Before making the radical switch to Ferrari, Sebastian Vettel contemplated simply quitting formula one. That is the claim of Christian Horner, who as Red Bull team boss witnessed first-hand the Germ...
Before making the radical switch to Ferrari, Sebastian Vettel contemplated simply quitting formula one.
That is the claim of Christian Horner, who as Red Bull team boss witnessed first-hand the German driver's slide from four consecutive world titles to the struggles of 2014.
Last year, Vettel notably struggled to adapt to the sport's new V6-powered format, and failed to stand even once at the top of the podium while teammate Daniel Ricciardo won three grands prix.

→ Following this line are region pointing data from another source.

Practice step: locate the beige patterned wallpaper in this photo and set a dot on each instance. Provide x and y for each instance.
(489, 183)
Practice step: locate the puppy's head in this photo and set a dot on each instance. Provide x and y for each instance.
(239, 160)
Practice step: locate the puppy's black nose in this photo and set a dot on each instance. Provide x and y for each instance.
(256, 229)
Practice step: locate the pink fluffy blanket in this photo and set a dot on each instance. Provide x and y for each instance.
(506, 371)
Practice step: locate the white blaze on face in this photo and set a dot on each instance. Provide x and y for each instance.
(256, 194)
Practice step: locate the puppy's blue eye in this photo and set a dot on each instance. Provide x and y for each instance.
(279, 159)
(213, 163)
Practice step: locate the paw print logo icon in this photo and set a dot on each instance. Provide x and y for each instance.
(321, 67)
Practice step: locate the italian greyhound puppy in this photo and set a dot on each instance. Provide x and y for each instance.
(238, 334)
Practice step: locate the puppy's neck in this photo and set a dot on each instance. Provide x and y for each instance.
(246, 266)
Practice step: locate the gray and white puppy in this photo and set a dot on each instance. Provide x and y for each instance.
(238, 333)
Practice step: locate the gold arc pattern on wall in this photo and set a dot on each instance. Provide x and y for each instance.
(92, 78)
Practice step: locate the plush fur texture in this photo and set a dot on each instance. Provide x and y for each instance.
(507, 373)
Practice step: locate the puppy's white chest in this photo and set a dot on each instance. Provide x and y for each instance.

"You could tell he (Vettel) wasn't happy," Horner told reporters on Tuesday as he presented to the media Red Bull's new lineup of Ricciardo alongside Russian youngster Daniil Kvyat.

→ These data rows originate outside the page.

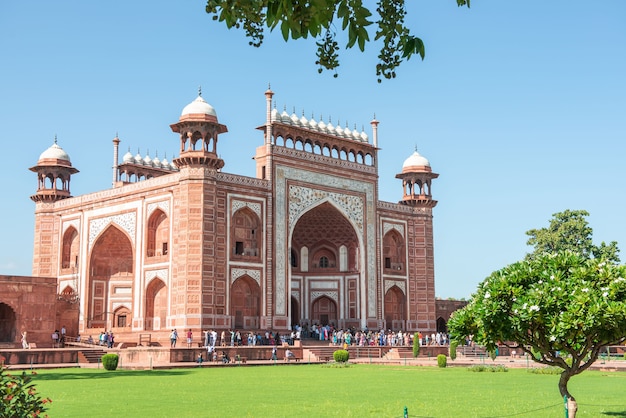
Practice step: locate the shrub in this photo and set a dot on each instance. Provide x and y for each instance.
(442, 360)
(546, 370)
(109, 361)
(416, 345)
(453, 346)
(341, 356)
(19, 397)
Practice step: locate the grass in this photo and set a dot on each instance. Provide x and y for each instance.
(316, 391)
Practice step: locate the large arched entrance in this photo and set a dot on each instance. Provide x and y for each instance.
(245, 297)
(295, 312)
(324, 311)
(7, 323)
(395, 308)
(111, 262)
(156, 305)
(325, 255)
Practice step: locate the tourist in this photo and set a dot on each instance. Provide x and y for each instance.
(173, 338)
(189, 338)
(63, 334)
(289, 355)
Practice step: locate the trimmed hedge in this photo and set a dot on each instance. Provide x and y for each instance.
(416, 345)
(341, 356)
(453, 346)
(442, 360)
(109, 361)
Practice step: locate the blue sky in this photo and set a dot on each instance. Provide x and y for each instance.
(519, 106)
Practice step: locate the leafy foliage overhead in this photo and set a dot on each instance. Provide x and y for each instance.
(569, 231)
(319, 19)
(562, 309)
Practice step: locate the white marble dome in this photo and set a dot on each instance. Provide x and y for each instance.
(55, 152)
(415, 160)
(199, 106)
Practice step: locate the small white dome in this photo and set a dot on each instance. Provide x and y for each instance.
(330, 128)
(294, 119)
(275, 115)
(304, 121)
(128, 157)
(55, 152)
(285, 117)
(356, 135)
(415, 160)
(199, 106)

"There was that feeling 'am I (Vettel) enjoying this as much as I thought I was?'" Horner explained.
"It was like someone had taken his toy away. He went through a period of disillusionment about the direction formula one was going in.
"There was a stage last year when he thought about whether he wanted to stop or not, whether he was getting the same level of enjoyment or not and whether or not he wanted to continue," he added.
Horner said Vettel, 27, ultimately got to grips with the 'new' F1, but also true is that the German had been in the process of deciding to switch to Ferrari for 2015.
"I think Sebastian felt the timing was right in his career," he said. "He needed that stimulus of a new challenge."
However, not everyone in the paddock is convinced Ferrari is the forum for Vettel to rekindle his passion, especially given the turmoil that has taken place at Maranello in the past months.
Niki Lauda, the team chairman at Mercedes, said Mercedes' current dominance was not born overnight, and "even for Ferrari it will take four years".
And if there are signs that Ferrari's revival might even take longer, "then Sebastian will start to feel the pressure, the politics, the media, which at Ferrari is twice as bad as it is at Red Bull," the F1 legend told Auto Motor und Sport.